When we enter governing coalitions, we must be confident that we will be able to govern properly. We must have candidates, especially mayoral candidates, of the right calibre. We need clear coalition agreements, that are enforceable.

Above all, we should never again enter minority coalition governments in which we are dependent on our arch-opponents, the EFF, to stay in power. The fact that we did this led to the failure of our coalition governments in Tshwane and Johannesburg, severely damaging our “good governance” brand. Our losses in minority communities in Gauteng can be traced back directly to our failures in government in Johannesburg that arose from trying to keep the EFF “sweet” so that we could stay in power. Walking the streets of Lenasia before the by-election I heard it first hand: voters regarded it as betrayal.

The DA’s voters, of all races, demand high standards of the party: Our voters are tough on us when they perceive internal conflict, weak governance, inconsistency and lack of focus on their issues. They punish us at the polls. This is something we should welcome. It is a sign of democratic maturity and we must learn the lessons accordingly.

We have made a good start on our recovery, as (ironically) our election results show, based on the recent Policy Conference (where we reaffirmed our core values and commitment to non-racialism) and our seamless Federal Elective Congress where we elected new leadership.

But we must be under no illusions -- recovery this time around could be even harder than it was in 2000. Back then our core values (especially non-racialism) were considered progressive.

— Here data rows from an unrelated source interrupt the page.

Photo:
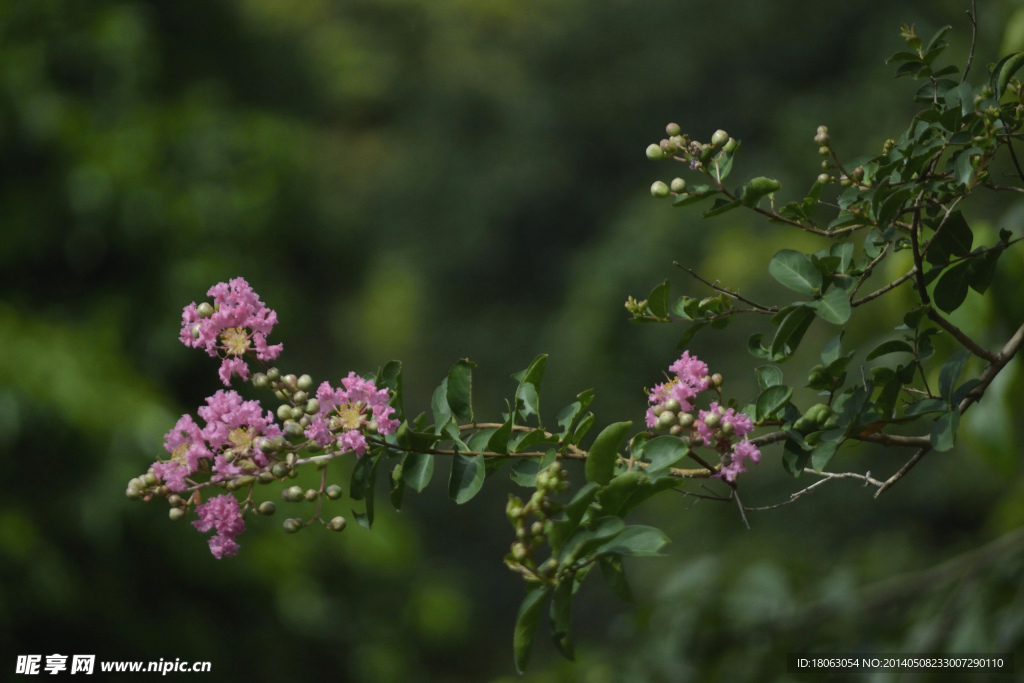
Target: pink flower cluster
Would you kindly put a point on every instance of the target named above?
(720, 437)
(223, 514)
(237, 324)
(345, 413)
(233, 427)
(691, 378)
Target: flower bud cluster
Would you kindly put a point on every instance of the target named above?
(718, 428)
(680, 146)
(531, 519)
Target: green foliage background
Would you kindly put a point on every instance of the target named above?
(428, 181)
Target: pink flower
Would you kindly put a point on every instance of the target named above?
(223, 514)
(239, 325)
(344, 413)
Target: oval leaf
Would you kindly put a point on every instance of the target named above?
(604, 453)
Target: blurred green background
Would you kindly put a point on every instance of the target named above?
(428, 181)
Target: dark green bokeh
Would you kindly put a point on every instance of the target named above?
(429, 181)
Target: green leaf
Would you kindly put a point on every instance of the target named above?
(566, 523)
(417, 468)
(635, 541)
(467, 477)
(823, 453)
(561, 617)
(665, 452)
(791, 332)
(950, 291)
(944, 430)
(950, 372)
(771, 401)
(695, 194)
(584, 541)
(526, 623)
(757, 188)
(527, 393)
(439, 407)
(460, 390)
(721, 206)
(891, 346)
(397, 486)
(833, 307)
(611, 569)
(657, 300)
(1008, 67)
(833, 349)
(953, 239)
(604, 453)
(925, 407)
(796, 271)
(794, 457)
(769, 376)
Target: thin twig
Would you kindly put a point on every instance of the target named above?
(735, 295)
(973, 15)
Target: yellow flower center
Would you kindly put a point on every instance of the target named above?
(242, 440)
(236, 341)
(179, 454)
(350, 416)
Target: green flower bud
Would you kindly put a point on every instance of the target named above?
(666, 420)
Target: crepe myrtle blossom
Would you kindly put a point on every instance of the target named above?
(347, 413)
(233, 326)
(223, 514)
(690, 379)
(233, 427)
(740, 451)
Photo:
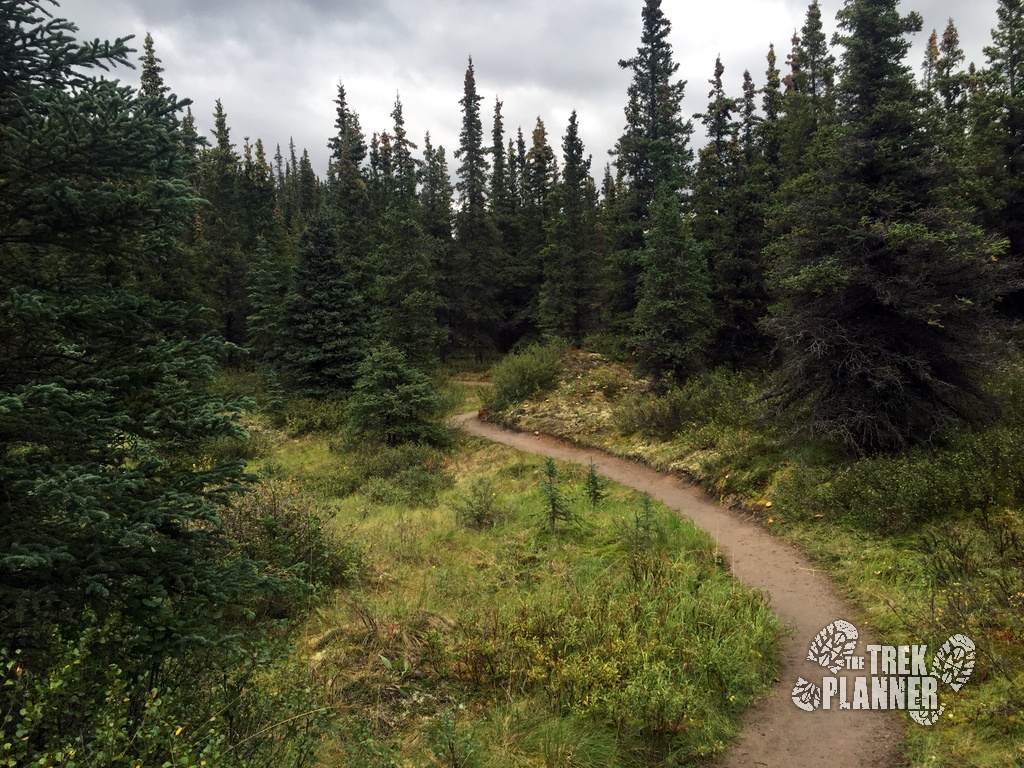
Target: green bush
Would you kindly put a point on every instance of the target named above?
(672, 675)
(279, 526)
(478, 506)
(409, 473)
(78, 707)
(519, 376)
(394, 402)
(977, 474)
(299, 416)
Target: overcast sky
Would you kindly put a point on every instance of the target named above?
(275, 66)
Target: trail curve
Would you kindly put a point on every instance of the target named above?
(775, 733)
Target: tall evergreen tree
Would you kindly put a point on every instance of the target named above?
(674, 321)
(324, 326)
(1001, 128)
(467, 283)
(809, 102)
(653, 152)
(151, 80)
(105, 518)
(436, 218)
(220, 238)
(568, 298)
(885, 284)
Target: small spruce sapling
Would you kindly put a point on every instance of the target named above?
(593, 486)
(556, 506)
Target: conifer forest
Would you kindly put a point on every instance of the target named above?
(835, 256)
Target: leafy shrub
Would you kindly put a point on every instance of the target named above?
(299, 417)
(646, 414)
(890, 494)
(257, 445)
(81, 708)
(587, 649)
(612, 380)
(613, 346)
(519, 376)
(409, 473)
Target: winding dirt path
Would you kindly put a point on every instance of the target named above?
(775, 732)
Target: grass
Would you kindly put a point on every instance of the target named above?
(481, 638)
(928, 544)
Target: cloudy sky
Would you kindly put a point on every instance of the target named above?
(275, 65)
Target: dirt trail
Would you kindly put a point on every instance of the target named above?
(775, 732)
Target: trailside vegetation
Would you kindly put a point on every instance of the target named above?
(822, 299)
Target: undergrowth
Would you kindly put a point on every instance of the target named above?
(929, 543)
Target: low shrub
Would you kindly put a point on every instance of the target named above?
(536, 369)
(394, 402)
(281, 527)
(300, 416)
(81, 707)
(478, 506)
(976, 475)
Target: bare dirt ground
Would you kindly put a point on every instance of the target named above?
(775, 732)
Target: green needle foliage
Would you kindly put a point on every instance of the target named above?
(593, 486)
(105, 514)
(885, 285)
(556, 506)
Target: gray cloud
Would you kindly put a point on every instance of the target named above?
(275, 66)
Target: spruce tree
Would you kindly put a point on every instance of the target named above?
(809, 102)
(151, 80)
(325, 329)
(885, 286)
(221, 235)
(394, 402)
(468, 279)
(570, 260)
(108, 519)
(653, 152)
(999, 141)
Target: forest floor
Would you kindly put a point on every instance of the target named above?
(775, 732)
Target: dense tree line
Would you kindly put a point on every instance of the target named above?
(847, 224)
(851, 226)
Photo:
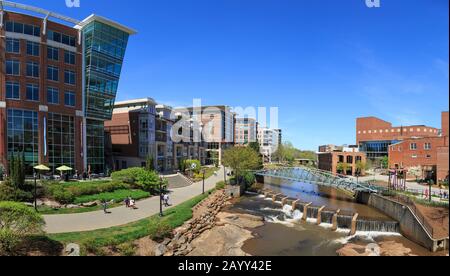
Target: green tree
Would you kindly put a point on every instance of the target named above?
(150, 163)
(148, 180)
(241, 159)
(16, 222)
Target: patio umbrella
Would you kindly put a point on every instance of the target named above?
(64, 169)
(38, 168)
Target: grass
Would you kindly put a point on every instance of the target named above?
(116, 196)
(154, 227)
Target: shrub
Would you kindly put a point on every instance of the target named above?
(148, 180)
(128, 176)
(220, 185)
(16, 222)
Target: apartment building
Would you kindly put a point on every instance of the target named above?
(374, 136)
(143, 128)
(58, 83)
(246, 131)
(269, 140)
(429, 153)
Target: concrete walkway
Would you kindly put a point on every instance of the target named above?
(122, 215)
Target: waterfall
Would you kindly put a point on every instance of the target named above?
(378, 226)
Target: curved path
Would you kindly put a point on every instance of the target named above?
(122, 215)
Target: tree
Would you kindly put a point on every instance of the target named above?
(16, 222)
(150, 163)
(255, 146)
(148, 180)
(241, 160)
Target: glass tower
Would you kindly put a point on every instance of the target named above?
(105, 45)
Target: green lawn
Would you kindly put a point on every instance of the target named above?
(154, 227)
(116, 196)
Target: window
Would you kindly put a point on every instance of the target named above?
(33, 48)
(13, 67)
(27, 29)
(53, 73)
(32, 69)
(13, 46)
(69, 57)
(32, 92)
(69, 98)
(52, 95)
(61, 38)
(69, 77)
(12, 90)
(52, 53)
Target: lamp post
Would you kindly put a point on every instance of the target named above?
(160, 197)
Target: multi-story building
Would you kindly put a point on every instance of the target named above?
(57, 85)
(217, 128)
(142, 128)
(429, 153)
(330, 156)
(246, 131)
(269, 141)
(374, 136)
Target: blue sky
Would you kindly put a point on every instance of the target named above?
(322, 62)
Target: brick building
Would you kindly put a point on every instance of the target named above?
(430, 153)
(374, 136)
(57, 83)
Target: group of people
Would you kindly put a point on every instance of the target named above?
(130, 203)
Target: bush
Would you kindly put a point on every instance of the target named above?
(220, 185)
(128, 176)
(16, 222)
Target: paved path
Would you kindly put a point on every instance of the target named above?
(122, 215)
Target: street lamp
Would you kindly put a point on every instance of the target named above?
(160, 197)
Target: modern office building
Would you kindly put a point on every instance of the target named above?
(374, 136)
(428, 153)
(142, 128)
(269, 141)
(58, 83)
(246, 131)
(217, 128)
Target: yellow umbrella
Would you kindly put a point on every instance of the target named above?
(41, 168)
(64, 168)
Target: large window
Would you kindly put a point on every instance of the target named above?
(33, 48)
(69, 98)
(23, 136)
(52, 95)
(69, 77)
(61, 38)
(61, 140)
(27, 29)
(53, 73)
(32, 69)
(13, 67)
(32, 92)
(13, 46)
(69, 57)
(52, 53)
(12, 90)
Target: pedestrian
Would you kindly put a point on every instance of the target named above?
(105, 207)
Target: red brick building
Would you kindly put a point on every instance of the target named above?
(430, 153)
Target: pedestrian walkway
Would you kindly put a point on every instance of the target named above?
(122, 215)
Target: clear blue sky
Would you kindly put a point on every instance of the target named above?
(322, 62)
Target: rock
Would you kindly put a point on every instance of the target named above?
(160, 250)
(72, 250)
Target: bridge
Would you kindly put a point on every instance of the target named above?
(319, 177)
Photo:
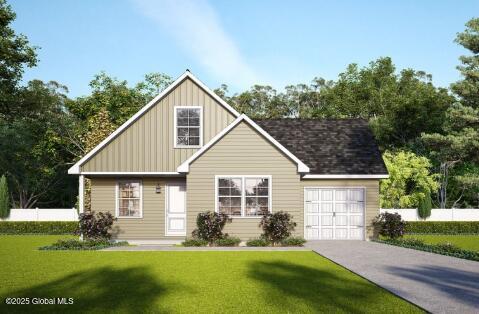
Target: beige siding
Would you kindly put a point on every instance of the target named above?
(151, 226)
(148, 144)
(243, 152)
(372, 195)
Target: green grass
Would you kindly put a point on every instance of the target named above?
(466, 242)
(199, 282)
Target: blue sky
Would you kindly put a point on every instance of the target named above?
(238, 43)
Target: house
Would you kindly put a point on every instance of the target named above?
(188, 151)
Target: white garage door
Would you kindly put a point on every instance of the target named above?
(334, 213)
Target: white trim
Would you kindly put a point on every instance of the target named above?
(243, 196)
(81, 194)
(126, 173)
(336, 187)
(75, 169)
(169, 233)
(175, 144)
(345, 176)
(185, 166)
(117, 200)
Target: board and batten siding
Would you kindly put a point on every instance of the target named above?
(147, 145)
(151, 226)
(243, 151)
(372, 195)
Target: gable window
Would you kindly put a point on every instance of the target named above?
(188, 126)
(243, 196)
(129, 199)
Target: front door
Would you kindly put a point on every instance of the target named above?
(176, 209)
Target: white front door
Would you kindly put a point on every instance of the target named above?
(334, 213)
(175, 209)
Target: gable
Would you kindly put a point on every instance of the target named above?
(146, 144)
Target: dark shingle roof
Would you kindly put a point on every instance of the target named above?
(333, 146)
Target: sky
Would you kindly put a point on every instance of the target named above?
(238, 43)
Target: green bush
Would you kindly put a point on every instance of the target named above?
(228, 241)
(293, 241)
(442, 248)
(425, 205)
(4, 198)
(38, 227)
(75, 244)
(257, 242)
(443, 227)
(194, 242)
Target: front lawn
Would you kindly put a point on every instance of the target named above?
(214, 282)
(465, 242)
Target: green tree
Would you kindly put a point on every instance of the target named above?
(409, 180)
(15, 55)
(4, 198)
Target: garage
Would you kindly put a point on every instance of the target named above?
(334, 213)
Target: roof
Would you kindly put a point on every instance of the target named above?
(329, 147)
(75, 169)
(185, 166)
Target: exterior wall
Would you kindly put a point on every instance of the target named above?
(243, 151)
(372, 195)
(148, 144)
(151, 226)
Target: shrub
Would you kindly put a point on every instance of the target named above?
(425, 205)
(194, 242)
(277, 226)
(293, 241)
(442, 248)
(38, 227)
(96, 225)
(389, 225)
(257, 242)
(4, 198)
(443, 227)
(228, 241)
(90, 244)
(210, 226)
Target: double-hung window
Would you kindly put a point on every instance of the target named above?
(243, 196)
(129, 199)
(188, 126)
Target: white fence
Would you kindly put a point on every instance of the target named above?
(437, 214)
(43, 214)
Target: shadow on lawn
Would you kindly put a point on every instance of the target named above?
(322, 290)
(458, 284)
(131, 290)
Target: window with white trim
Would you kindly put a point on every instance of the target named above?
(129, 199)
(243, 196)
(188, 126)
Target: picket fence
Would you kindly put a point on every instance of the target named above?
(42, 214)
(437, 214)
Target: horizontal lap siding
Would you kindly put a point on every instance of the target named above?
(372, 195)
(151, 226)
(148, 144)
(243, 151)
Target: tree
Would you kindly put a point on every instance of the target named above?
(15, 54)
(4, 198)
(409, 180)
(468, 88)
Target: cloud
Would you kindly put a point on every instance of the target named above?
(196, 27)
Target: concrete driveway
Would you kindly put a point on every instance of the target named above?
(437, 283)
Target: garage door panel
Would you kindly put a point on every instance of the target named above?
(334, 213)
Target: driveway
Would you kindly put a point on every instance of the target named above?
(437, 283)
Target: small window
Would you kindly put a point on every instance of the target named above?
(243, 196)
(129, 199)
(188, 126)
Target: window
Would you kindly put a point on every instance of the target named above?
(129, 199)
(243, 196)
(188, 126)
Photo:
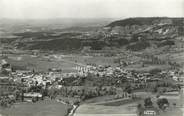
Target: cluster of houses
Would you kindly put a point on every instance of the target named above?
(55, 79)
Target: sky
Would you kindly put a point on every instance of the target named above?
(50, 9)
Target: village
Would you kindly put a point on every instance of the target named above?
(89, 82)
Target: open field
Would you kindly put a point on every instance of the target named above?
(41, 108)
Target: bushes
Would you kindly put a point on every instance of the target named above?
(138, 46)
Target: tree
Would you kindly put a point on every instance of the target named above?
(162, 103)
(148, 102)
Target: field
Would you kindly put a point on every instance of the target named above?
(41, 108)
(67, 63)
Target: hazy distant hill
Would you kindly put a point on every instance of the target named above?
(146, 21)
(132, 34)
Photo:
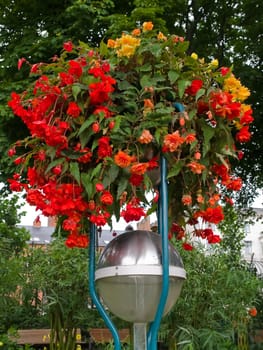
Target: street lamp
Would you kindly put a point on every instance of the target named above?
(129, 279)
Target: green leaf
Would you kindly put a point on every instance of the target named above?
(91, 119)
(145, 81)
(173, 76)
(54, 163)
(174, 171)
(111, 175)
(87, 184)
(74, 171)
(103, 49)
(182, 85)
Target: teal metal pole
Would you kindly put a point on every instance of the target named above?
(163, 229)
(93, 294)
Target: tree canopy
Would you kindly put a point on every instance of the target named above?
(224, 29)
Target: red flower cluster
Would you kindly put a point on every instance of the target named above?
(94, 150)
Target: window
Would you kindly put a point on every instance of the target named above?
(247, 229)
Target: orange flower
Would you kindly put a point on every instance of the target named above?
(173, 141)
(253, 312)
(196, 167)
(139, 168)
(122, 159)
(136, 32)
(200, 198)
(190, 138)
(146, 137)
(187, 199)
(147, 26)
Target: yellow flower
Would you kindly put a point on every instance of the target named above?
(111, 43)
(126, 45)
(147, 26)
(161, 36)
(214, 63)
(235, 87)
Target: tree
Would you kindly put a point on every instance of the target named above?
(12, 243)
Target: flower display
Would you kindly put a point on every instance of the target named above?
(100, 119)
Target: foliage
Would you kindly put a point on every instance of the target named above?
(12, 243)
(58, 277)
(94, 145)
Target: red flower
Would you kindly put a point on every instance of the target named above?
(106, 198)
(95, 127)
(213, 215)
(136, 180)
(225, 70)
(243, 135)
(133, 212)
(68, 46)
(66, 78)
(234, 184)
(104, 148)
(194, 87)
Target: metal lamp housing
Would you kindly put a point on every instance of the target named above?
(129, 276)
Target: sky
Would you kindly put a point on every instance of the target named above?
(31, 214)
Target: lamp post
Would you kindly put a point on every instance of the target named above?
(129, 279)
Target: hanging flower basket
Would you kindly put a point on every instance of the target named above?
(99, 119)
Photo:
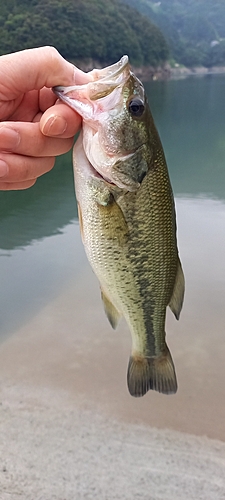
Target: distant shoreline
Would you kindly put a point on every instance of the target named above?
(166, 72)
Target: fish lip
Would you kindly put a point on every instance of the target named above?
(82, 98)
(111, 71)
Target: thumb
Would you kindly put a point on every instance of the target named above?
(33, 69)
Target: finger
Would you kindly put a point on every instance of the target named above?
(25, 168)
(60, 120)
(48, 70)
(26, 139)
(15, 186)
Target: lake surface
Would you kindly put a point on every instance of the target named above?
(43, 263)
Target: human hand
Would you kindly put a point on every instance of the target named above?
(34, 128)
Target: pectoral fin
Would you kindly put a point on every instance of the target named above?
(177, 298)
(112, 313)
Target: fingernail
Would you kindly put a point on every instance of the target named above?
(3, 168)
(55, 125)
(9, 139)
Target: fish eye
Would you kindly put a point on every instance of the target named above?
(136, 107)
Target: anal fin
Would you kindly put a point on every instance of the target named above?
(177, 298)
(112, 313)
(156, 373)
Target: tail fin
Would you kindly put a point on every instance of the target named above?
(151, 373)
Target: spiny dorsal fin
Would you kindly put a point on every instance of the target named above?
(177, 298)
(156, 373)
(112, 313)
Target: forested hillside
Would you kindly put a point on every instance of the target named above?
(194, 29)
(102, 30)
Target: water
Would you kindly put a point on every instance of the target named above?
(42, 262)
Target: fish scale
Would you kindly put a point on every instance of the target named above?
(127, 218)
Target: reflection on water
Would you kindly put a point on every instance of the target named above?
(41, 253)
(190, 115)
(40, 211)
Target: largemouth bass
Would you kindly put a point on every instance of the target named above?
(127, 217)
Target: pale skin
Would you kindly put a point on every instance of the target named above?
(34, 126)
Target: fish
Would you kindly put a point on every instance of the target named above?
(127, 217)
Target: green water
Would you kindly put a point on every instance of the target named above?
(38, 240)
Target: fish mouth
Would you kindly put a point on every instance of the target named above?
(83, 98)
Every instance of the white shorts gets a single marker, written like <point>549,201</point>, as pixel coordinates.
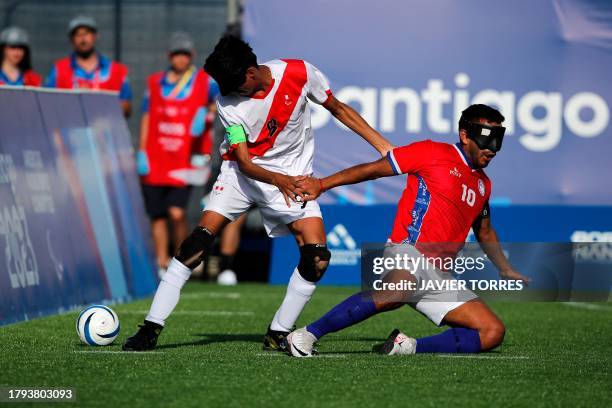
<point>433,304</point>
<point>233,194</point>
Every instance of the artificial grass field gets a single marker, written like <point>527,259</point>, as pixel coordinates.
<point>210,355</point>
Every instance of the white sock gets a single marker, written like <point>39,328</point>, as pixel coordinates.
<point>299,292</point>
<point>168,292</point>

Today there has been an international shift to identity politics, resulting in the absurdity that non-racialism is even described as “racist”. Identity politics are a very attractive proposition in minority communities nurturing grievances world-wide.

The retreat to ethnic identity is in full swing and will be difficult to counter. But we have to be clear: there is really no alternative, if we want a peaceful prosperous South Africa, than to build a large, inclusive moderate centrist party, in which individuals protect each other’s rights while claiming their own. We were making good progress, and we have to get back there. Recovery is not only possible. It is essential.

As Winston Churchill said: Success is never final. Failure is rarely fatal. It’s the courage to continue that counts.

Helen Zille is Chairperson of the Federal Council, Democratic Alliance.